Les voici donc ces sept fautes où, en même temps qu’à l’extérieur, la guerre ruine la diplomatie, la politique intérieure en vient à se réduire à la police.

Une faute politique doublée d’une faute intellectuelle

1. Vous avez d’abord commis une faute politique sidérante. Rompant avec la position traditionnellement équilibrée de la France face au conflit israélo-palestinien, vous avez aligné notre pays sur la ligne d’offensive à outrance et de refus des compromis de la droite israélienne, laquelle gouverne avec une extrême droite explicitement raciste, sans morale ni principe, sinon la stigmatisation des Palestiniens et la haine des Arabes.

Votre position, celle de votre premier communiqué du 9 juillet, invoque les attaques du Hamas pour justifier une riposte israélienne disproportionnée dont la population civile de Gaza allait, une fois de plus, faire les frais. Purement réactive et en grande part improvisée (lire ici l’article de Lenaïg Bredoux), elle fait fi de toute complexité, notamment celle du duo infernal que jouent Likoud et Hamas, l’un et l’autre se légitimant dans la ruine des efforts de paix (lire là l’article de François Bonnet).

Surtout, elle est inquiétante pour l’avenir, face à une situation internationale de plus en plus incertaine et confuse. À la lettre, ce feu vert donné à un État dont la force militaire est sans commune mesure avec celle de son adversaire revient à légitimer, rétroactivement, la sur-réaction américaine après les attentats du 11-Septembre, son Patriot Act liberticide et sa guerre d’invasion contre l’Irak. Bref, votre position tourne le dos à ce que la France officielle, sous la présidence de Jacques Chirac, avait su construire et affirmer, dans l’autonomie de sa diplomatie, face à l’aveuglement nord-américain.

Depuis, vous avez tenté de modérer cet alignement néoconservateur par des communiqués invitant à l’apaisement, à la retenue de la force israélienne et au soulagement des souffrances palestiniennes. Ce faisant, vous ajoutez l’hypocrisie à l’incohérence. Car c’est une fausse compassion que celle fondée sur une fausse symétrie entre les belligérants. Israël et Palestine ne sont pas ici à égalité. Non seulement en rapport de force militaire mais selon le droit international.

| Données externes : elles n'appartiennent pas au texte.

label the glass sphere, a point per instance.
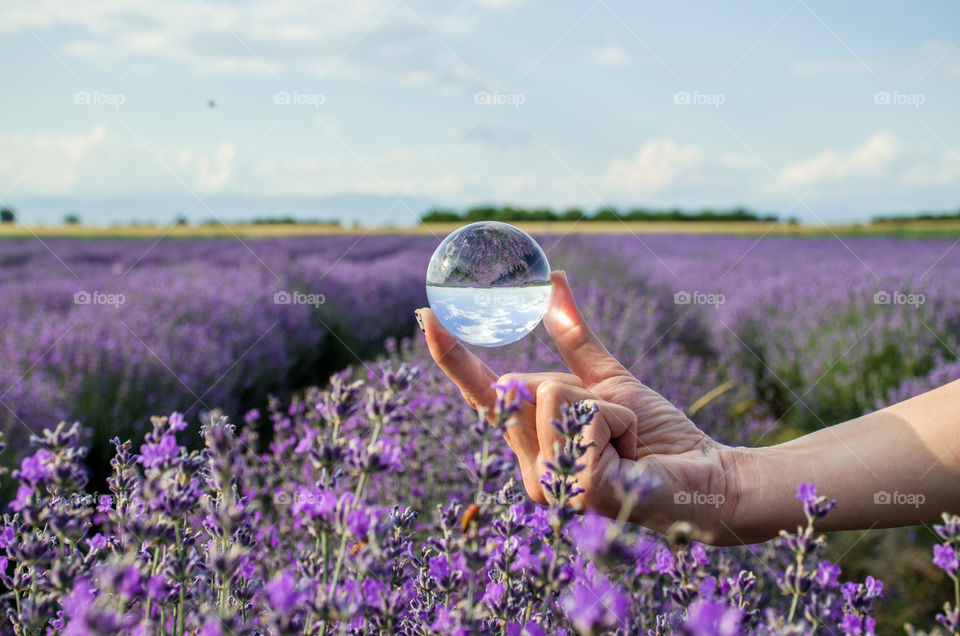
(489, 283)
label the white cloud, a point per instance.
(374, 39)
(46, 162)
(868, 161)
(658, 164)
(614, 56)
(939, 58)
(828, 67)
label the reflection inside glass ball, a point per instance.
(489, 283)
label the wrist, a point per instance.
(764, 485)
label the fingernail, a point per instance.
(419, 321)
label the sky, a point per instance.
(148, 109)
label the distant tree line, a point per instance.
(923, 216)
(507, 213)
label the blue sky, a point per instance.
(822, 111)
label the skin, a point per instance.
(743, 495)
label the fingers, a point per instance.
(613, 424)
(580, 348)
(473, 377)
(522, 436)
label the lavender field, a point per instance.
(377, 502)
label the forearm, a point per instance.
(894, 467)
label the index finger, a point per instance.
(474, 378)
(580, 348)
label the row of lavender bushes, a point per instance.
(382, 507)
(192, 324)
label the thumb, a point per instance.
(580, 348)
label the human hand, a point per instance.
(635, 428)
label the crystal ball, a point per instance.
(489, 283)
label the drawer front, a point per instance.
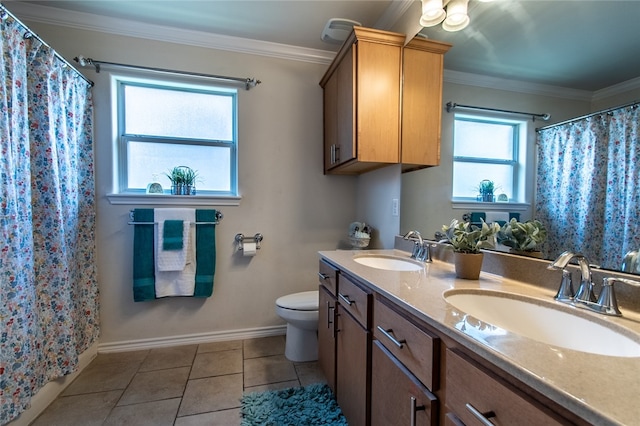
(355, 300)
(471, 393)
(397, 396)
(328, 277)
(415, 348)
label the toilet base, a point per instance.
(301, 345)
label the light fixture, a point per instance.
(455, 16)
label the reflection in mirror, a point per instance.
(610, 238)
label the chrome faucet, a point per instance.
(421, 248)
(585, 289)
(606, 303)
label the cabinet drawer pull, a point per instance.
(346, 299)
(414, 410)
(330, 313)
(482, 417)
(387, 333)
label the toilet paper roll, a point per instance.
(249, 249)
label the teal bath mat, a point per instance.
(312, 405)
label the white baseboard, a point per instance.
(191, 339)
(49, 392)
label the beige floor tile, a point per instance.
(273, 386)
(265, 346)
(79, 410)
(215, 418)
(309, 373)
(219, 346)
(271, 369)
(155, 413)
(160, 358)
(102, 377)
(216, 364)
(211, 394)
(156, 385)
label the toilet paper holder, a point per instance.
(240, 239)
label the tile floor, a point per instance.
(181, 386)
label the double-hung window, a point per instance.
(489, 149)
(163, 125)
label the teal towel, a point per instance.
(144, 287)
(172, 235)
(205, 253)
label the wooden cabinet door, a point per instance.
(330, 118)
(326, 336)
(352, 369)
(378, 102)
(422, 103)
(397, 396)
(477, 398)
(345, 110)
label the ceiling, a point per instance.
(587, 45)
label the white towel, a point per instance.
(171, 260)
(176, 282)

En violation de résolutions des Nations unies, Israël maintient depuis 1967 une situation d’occupation, de domination et de colonisation de territoires conquis lors de la guerre des Six Jours, et jamais rendus à la souveraineté pleine et entière d’un État palestinien en devenir. C’est cette situation d’injustice prolongée qui provoque en retour des refus, résistances et révoltes, et ceci d’autant plus que le pouvoir palestinien issu du Fatah en Cisjordanie n’a pas réussi à faire plier l’intransigeance israélienne, laquelle, du coup, légitime les actions guerrières de son rival, le Hamas, depuis qu’il s’est imposé à Gaza.

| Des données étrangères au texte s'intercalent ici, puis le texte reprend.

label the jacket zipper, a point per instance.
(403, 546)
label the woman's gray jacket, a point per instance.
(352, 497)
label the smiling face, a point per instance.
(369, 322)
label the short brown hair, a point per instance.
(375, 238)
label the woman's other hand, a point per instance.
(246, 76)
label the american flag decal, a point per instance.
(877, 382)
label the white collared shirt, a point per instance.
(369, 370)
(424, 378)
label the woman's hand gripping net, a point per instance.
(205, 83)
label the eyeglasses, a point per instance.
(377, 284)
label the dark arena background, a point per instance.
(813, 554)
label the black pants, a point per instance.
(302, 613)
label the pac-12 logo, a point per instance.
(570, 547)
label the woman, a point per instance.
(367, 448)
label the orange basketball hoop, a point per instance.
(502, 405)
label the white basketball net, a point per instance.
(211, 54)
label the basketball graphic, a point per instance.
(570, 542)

Historiquement, la différence entre progressistes et conservateurs, c’est que les premiers cherchent à réduire l’injustice qui est à l’origine d’un désordre tandis que les seconds sont résolus à l’injustice pour faire cesser le désordre. Hélas, Monsieur le Président, vous avez spontanément choisi le second camp, égarant ainsi votre propre famille politique sur le terrain de ses adversaires.

2. Vous avez ensuite commis une faute intellectuelle en confondant sciemment antisémitisme et antisionisme. Ce serait s’aveugler de nier qu’en France, la cause palestinienne a ses égarés, antisémites en effet, tout comme la cause israélienne y a ses extrémistes, professant un racisme anti-arabe ou antimusulman. Mais assimiler l’ensemble des manifestations de solidarité avec la Palestine à une résurgence de l’antisémitisme, c’est se faire le relais docile de la propagande d’État israélienne.

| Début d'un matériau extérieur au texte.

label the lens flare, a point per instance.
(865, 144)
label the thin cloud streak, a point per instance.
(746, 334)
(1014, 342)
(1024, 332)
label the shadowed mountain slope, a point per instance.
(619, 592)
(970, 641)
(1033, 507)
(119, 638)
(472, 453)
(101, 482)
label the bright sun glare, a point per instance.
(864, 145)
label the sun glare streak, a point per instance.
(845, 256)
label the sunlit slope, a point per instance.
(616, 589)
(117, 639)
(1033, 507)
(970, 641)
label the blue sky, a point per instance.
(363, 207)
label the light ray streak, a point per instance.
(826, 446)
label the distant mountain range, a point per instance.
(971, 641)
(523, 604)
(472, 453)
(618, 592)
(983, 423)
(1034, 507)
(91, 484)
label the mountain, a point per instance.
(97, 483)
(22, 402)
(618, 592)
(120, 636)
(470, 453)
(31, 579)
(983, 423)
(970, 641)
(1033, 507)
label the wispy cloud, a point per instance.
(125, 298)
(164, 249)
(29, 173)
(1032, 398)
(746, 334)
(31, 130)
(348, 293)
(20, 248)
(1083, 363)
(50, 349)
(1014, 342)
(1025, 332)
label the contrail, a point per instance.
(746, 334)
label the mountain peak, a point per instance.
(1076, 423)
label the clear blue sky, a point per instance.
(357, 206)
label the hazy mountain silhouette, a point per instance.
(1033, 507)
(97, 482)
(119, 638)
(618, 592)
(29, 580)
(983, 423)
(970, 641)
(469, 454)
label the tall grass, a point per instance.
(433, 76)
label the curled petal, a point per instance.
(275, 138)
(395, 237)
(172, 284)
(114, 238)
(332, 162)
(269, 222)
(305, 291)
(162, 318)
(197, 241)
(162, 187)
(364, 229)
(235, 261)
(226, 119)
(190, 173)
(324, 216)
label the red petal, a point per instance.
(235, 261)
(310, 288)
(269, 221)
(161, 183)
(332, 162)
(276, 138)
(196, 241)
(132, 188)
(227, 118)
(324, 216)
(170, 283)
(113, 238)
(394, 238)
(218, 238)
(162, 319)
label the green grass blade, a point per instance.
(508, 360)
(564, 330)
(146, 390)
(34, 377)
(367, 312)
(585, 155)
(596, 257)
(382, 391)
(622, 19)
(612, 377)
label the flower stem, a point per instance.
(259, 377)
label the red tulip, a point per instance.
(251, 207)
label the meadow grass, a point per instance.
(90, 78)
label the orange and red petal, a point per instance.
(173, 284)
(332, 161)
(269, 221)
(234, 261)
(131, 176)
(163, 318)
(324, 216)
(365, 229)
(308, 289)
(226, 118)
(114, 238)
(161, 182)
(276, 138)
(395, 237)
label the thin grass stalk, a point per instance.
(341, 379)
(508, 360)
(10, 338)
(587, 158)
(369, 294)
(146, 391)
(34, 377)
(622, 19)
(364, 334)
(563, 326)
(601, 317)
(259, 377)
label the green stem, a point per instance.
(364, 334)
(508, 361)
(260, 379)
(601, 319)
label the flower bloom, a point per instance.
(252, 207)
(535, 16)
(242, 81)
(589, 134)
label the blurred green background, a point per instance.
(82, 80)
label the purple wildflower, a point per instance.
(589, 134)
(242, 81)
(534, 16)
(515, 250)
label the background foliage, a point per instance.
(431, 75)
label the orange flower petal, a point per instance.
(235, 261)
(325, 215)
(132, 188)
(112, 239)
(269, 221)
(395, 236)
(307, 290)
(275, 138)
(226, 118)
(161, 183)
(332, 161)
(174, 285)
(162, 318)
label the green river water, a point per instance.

Mouvement nationaliste juif, le sionisme a atteint son but en 1948, avec l’accord des Nations unies, URSS comprise, sous le choc du génocide nazi dont les Juifs européens furent les victimes. Accepter cette légitimité historique de l’État d’Israël, comme a fini par le faire sous l’égide de Yasser Arafat le mouvement national palestinien, n’entraîne pas que la politique de cet État soit hors de la critique et de la contestation. Être antisioniste, en ce sens, c’est refuser la guerre sans fin qu’implique l’affirmation au Proche-Orient d’un État exclusivement juif, non seulement fermé à toute autre composante mais de plus construit sur l’expulsion des Palestiniens de leur terre.

Confondre antisionisme et antisémitisme, c’est installer un interdit politique au service d’une oppression. C’est instrumentaliser le génocide dont l’Europe fut coupable envers les Juifs au service de discriminations envers les Palestiniens dont, dès lors, nous devenons complices. C’est, de plus, enfermer les Juifs de France dans un soutien obligé à la politique d’un État étranger, quels que soient ses actes, selon la même logique suiviste et binaire qui obligeait les communistes de France à soutenir l’Union soviétique, leur autre patrie, quels que soient ses crimes. Alors qu’évidemment, on peut être juif et antisioniste, juif et résolument diasporique plutôt qu’aveuglément nationaliste, tout comme il y a des citoyens israéliens, hélas trop minoritaires, opposés à la colonisation et solidaires des Palestiniens.

Brandir cet argument comme l’a fait votre premier ministre aux cérémonies commémoratives de la rafle du Vél’ d’Hiv’, symbole de la collaboration de l’État français au génocide commis par les nazis, est aussi indigne que ridicule. Protester contre les violations répétées du droit international par l’État d’Israël, ce serait donc préparer la voie au crime contre l’humanité ! Exiger que justice soit enfin rendue au peuple palestinien, pour qu’il puisse vivre, habiter, travailler, circuler, etc., normalement, en paix et en sécurité, ce serait en appeler de nouveau au massacre, ici même !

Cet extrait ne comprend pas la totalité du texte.